Regulation of Myometrial Phospholipase C System and Uterine Contraction by ß-Adrenergic Receptors in Midpregnant Rat

Sakina Mhaouty-Kodja1,2, Eric Houdeau3, and Chantal Legrand2

Laboratoire de Physiologie et Physiopathologie,2 UMR-CNRS 7079, 75252 Paris CEDEX 05, France Unité de Neuro-Gastroentérologie et Nutrition,3 INRA, 31931 Toulouse CEDEX 09, France

We investigated whether ß-adrenergic receptors (ß-AR) regulate the phospholipase C (PLC) system in midpregnant rat myometrium. PLCß isoforms were characterized, and the effect of isoproterenol (ß-adrenergic agonist) was tested on myometrial inositol phosphate (InsP) production and uterine contraction. Using specific antibodies, we showed that rat myometrium expresses PLCß1, PLCß3, and PLCß4, and to a lesser degree PLCß2. Quantitative analysis revealed that PLCß isoforms are differentially expressed during pregnancy. Indeed, the amount of PLCß4 is increased at midpregnancy, whereas PLCß1, PLCß2, and PLCß3 are up-regulated at term. At midpregnancy, pretreatment of myometrial strips with isoproterenol significantly reduced basal and agonist-stimulated InsP production. Forskolin, a diterpene that increases cAMP accumulation by directly activating adenylyl cyclases, had no effect on InsP production. In contrast, two global potassium (K+) channel inhibitors, tetraethylammonium (TEA) and 4-aminopyridine (4-AP), prevented attenuation of InsP production by isoproterenol. Isoproterenol also significantly decreased spontaneous and agonist-induced contraction of the longitudinal layer of midpregnant rat myometrium. Preincubation of uterine strips with TEA plus 4-AP prior to ß-AR activation blocked only partial uterine relaxation, whereas Forskolin was as potent as isoproterenol. This indicates that ß-AR operate through both K+ channels and cAMP to induce uterine relaxation.
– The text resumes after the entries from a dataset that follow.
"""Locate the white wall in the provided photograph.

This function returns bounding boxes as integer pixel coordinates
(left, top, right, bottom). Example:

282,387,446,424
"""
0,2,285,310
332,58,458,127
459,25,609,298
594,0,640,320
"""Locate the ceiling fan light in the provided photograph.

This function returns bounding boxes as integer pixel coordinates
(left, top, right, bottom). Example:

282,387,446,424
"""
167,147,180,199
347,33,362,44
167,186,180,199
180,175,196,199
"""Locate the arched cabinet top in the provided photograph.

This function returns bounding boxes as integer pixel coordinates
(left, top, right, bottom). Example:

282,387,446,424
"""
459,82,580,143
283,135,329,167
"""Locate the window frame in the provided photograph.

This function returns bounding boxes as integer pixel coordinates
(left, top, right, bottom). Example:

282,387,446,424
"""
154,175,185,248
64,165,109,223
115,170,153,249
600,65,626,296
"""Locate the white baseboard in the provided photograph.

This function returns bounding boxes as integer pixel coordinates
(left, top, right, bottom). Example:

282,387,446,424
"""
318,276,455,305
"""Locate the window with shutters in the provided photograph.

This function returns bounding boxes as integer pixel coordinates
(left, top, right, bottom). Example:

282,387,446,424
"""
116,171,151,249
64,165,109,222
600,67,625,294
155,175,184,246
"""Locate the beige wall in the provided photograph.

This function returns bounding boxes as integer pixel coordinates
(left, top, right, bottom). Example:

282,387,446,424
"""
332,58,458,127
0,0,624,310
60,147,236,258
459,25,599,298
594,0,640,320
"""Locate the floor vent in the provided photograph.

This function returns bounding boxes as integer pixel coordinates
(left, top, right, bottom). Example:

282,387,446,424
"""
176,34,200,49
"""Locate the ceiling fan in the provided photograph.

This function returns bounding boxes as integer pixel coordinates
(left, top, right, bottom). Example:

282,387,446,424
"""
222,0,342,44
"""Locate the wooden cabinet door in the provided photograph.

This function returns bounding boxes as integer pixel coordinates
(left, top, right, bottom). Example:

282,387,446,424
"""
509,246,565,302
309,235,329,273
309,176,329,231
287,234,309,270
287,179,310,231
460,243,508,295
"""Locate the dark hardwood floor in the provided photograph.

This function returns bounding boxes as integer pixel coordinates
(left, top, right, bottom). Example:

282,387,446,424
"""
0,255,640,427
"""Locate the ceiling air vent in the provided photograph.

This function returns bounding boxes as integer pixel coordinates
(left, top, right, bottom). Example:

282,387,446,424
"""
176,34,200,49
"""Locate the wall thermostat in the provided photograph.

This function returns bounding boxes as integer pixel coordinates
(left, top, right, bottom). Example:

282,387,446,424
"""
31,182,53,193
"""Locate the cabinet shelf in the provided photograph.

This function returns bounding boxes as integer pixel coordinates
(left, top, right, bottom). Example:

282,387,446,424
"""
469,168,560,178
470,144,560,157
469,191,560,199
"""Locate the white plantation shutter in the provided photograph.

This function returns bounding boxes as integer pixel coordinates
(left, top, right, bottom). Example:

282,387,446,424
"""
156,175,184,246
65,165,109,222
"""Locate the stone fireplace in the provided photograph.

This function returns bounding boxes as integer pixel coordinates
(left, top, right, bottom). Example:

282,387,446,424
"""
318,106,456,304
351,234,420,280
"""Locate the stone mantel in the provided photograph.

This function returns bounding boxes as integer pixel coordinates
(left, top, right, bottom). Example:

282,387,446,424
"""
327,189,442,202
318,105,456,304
In conclusion, we show for the first time that three myometrial PLCß isoforms (PLCß1, PLCß2, and PLCß3) are down-regulated at midpregnancy. At this period, ß-AR reduce basal and agonist-stimulated InsP production through activation of K+ channels. Altogether, these mechanisms could act to decrease responsiveness of the longitudinal layer of myometrium to contractant factors.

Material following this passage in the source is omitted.